Updated: May 13, 2020
A recent study out of Denmark published in the journal Cell Metabolism shows how mice undergoing intense exercise experienced a 50 percent reduction in growth, size and incidence of cancer tumours.
The findings shed light on how exercise can boost cancer-fighting immune cells, giving hope that the same results can be duplicated in humans. Scientists have long understood that infiltration of these natural cancer-fighting immune cells into a cancerous tumour is the key to controlling and regulating tumour size.
But, the question remains, how these specialized cells could be brought into action more effectively.
For now, research shows us that exercise supplies that surge of adrenaline that enables more effective movement of cancer-killing immune cells toward cancerous tumours.
Researchers at the University of Copenhagen determined that a surge of adrenaline, induced by high-intensity exercise, gave a boost to cancer-killing immune cells, pushing them toward lung, skin and liver tumours.
Increased blood flow is good for cancer patients.
Other research shows exercise may be working to combat cancer in many other ways. For example, a study conducted at Kansas State University involving prostate cancer tumour growth in rats found increased blood flow to slow the spread of cancer.
The rats were divided into two groups: those that exercised and those that were sedentary. Researchers found that exercising increased blood flow to the tumours by 200 percent. Tumours that have an abundance of oxygen-rich blood have a much lower tendency to metastasize and spread cancer to other regions of the body.
Another study by another group of researchers found that aerobic exercise brought about normalcy to human breast cancer tissues. The scientists believe that exercise is able to help tissue affected by cancer return to its pre-tumour state – effectively halting the development of more aggressive and dangerous tumour growth.
Exercise has also been found to be helpful in making conventional treatments more effective. Research has shown that exercise added to a conventional regimen of chemotherapy was more effective in shrinking tumours than when chemotherapy was administered alone.

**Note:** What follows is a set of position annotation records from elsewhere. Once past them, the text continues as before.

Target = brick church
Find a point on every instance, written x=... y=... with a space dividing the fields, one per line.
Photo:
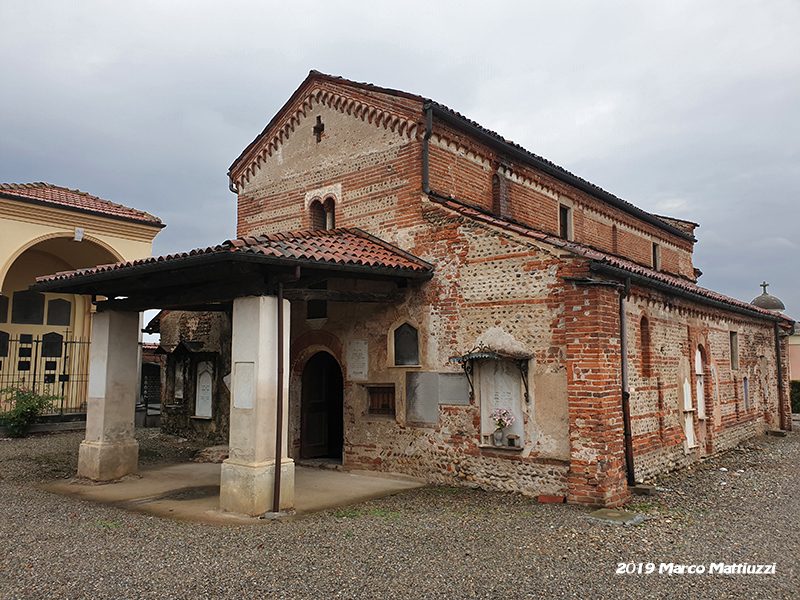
x=558 y=344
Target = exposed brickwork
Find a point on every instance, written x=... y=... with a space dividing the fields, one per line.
x=540 y=292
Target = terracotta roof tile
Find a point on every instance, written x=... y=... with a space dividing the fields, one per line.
x=74 y=199
x=334 y=247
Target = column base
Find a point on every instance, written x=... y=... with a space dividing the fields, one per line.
x=247 y=488
x=104 y=461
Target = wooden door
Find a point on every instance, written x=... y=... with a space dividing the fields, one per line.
x=321 y=425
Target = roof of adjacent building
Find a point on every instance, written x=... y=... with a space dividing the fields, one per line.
x=75 y=200
x=343 y=249
x=656 y=279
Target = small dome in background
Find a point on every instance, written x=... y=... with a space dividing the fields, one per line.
x=768 y=302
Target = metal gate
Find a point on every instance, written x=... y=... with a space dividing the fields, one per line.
x=49 y=364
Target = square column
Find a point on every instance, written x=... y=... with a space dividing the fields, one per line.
x=109 y=450
x=248 y=474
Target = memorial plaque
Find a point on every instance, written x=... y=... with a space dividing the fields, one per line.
x=422 y=397
x=244 y=383
x=357 y=360
x=203 y=401
x=500 y=386
x=453 y=389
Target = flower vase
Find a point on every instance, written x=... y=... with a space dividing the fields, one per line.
x=497 y=436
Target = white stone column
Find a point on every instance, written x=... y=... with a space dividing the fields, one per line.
x=248 y=474
x=109 y=450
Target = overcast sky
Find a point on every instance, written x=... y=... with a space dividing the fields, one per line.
x=685 y=108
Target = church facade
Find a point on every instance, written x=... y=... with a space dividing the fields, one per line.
x=561 y=348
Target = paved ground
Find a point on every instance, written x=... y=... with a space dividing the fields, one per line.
x=738 y=508
x=190 y=491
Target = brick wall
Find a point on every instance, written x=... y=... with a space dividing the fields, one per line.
x=487 y=277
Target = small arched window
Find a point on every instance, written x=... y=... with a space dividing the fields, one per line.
x=59 y=312
x=647 y=365
x=330 y=213
x=317 y=215
x=406 y=346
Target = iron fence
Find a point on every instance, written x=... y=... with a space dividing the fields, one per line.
x=49 y=364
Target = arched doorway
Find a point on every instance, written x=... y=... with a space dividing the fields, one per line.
x=321 y=423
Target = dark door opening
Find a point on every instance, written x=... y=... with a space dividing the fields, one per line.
x=322 y=421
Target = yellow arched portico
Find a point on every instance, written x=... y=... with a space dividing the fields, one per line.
x=45 y=229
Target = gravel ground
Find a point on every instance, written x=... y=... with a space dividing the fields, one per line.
x=427 y=543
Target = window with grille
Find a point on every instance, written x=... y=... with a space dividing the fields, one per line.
x=381 y=400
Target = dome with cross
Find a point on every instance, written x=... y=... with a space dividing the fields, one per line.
x=767 y=301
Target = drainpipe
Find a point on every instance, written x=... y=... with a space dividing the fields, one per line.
x=626 y=406
x=781 y=412
x=276 y=491
x=426 y=188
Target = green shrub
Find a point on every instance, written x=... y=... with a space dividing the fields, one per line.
x=22 y=407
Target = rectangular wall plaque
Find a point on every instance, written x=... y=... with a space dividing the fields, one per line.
x=244 y=384
x=357 y=360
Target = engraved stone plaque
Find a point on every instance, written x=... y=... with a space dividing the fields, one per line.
x=357 y=360
x=422 y=397
x=453 y=389
x=500 y=386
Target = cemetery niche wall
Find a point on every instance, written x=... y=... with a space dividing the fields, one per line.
x=563 y=306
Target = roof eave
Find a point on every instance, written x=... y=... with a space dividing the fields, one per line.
x=78 y=209
x=606 y=269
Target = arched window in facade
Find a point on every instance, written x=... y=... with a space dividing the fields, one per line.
x=647 y=365
x=317 y=214
x=330 y=213
x=406 y=346
x=323 y=214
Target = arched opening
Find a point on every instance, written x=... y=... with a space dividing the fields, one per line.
x=322 y=215
x=322 y=401
x=46 y=335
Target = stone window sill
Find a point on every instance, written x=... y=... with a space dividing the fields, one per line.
x=501 y=448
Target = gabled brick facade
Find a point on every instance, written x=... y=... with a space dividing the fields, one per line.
x=527 y=257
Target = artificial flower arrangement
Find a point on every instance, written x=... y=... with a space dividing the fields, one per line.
x=502 y=418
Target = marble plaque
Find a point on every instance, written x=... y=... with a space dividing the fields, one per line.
x=422 y=397
x=244 y=384
x=500 y=386
x=203 y=400
x=453 y=389
x=357 y=360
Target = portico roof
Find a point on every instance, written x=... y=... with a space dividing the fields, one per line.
x=248 y=266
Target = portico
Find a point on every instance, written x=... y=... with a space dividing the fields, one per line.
x=246 y=277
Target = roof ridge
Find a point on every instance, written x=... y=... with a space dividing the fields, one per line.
x=10 y=188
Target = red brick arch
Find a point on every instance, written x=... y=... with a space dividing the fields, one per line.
x=315 y=338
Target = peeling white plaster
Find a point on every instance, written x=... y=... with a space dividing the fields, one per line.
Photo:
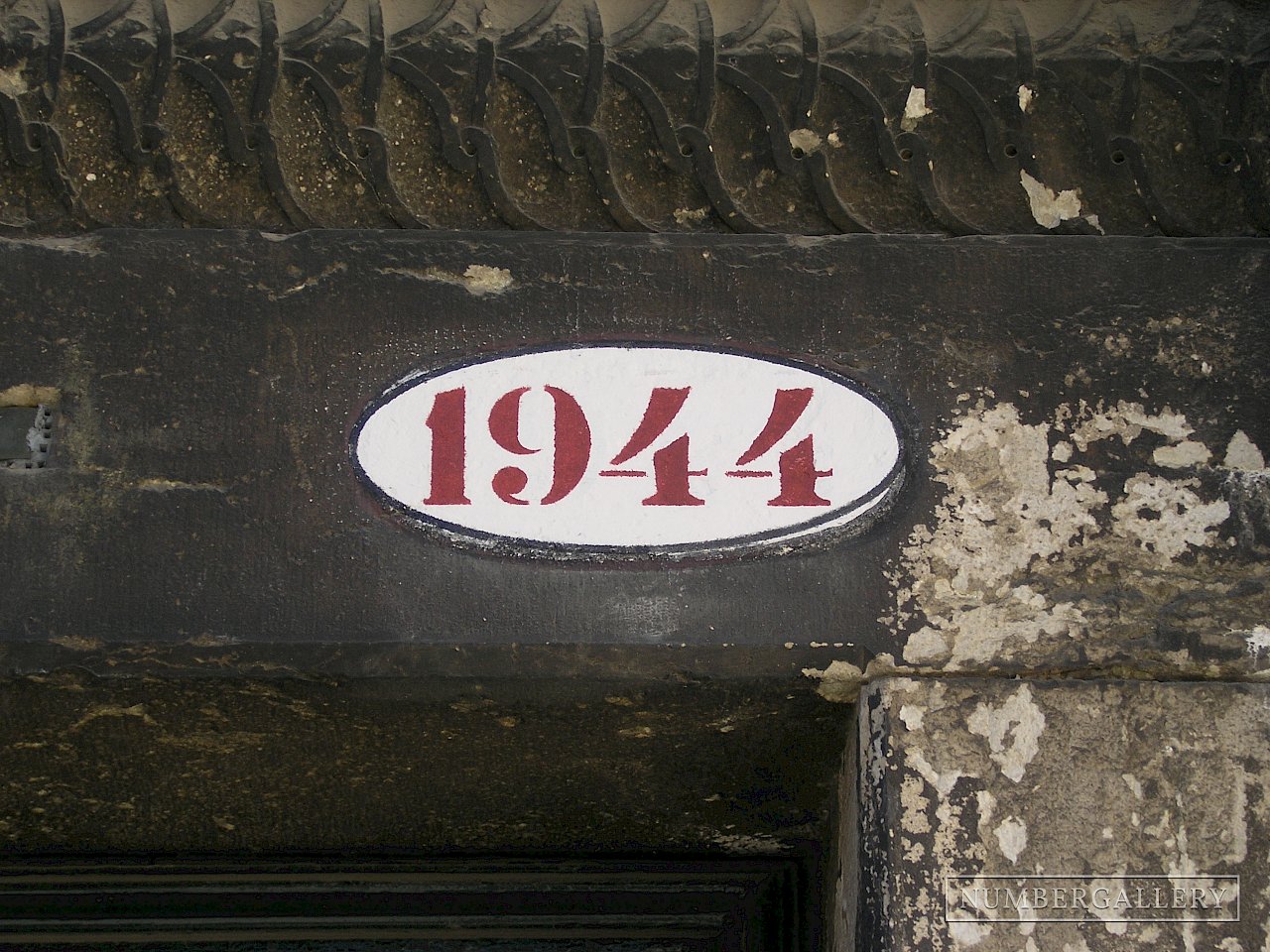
x=485 y=280
x=806 y=140
x=12 y=81
x=968 y=934
x=685 y=216
x=1259 y=640
x=1019 y=506
x=1048 y=207
x=1017 y=721
x=1175 y=520
x=1242 y=453
x=915 y=109
x=1179 y=456
x=943 y=782
x=1011 y=838
x=911 y=716
x=1133 y=783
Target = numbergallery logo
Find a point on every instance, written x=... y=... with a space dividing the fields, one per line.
x=1109 y=898
x=631 y=449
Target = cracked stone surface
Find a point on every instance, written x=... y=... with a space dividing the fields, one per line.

And, even though I’m not a fan of chemotherapy (for good reason) – I still respect the decision of each person to decide what’s best for them. Bottom line, no matter what treatment option is picked, one thing is very clear – exercise is good for cancer patients. (no doubt)
Simply put: There’s no downside to exercise for cancer patients. Not only will they reap the mental and emotional benefits, but the anticancer benefits are worth the effort.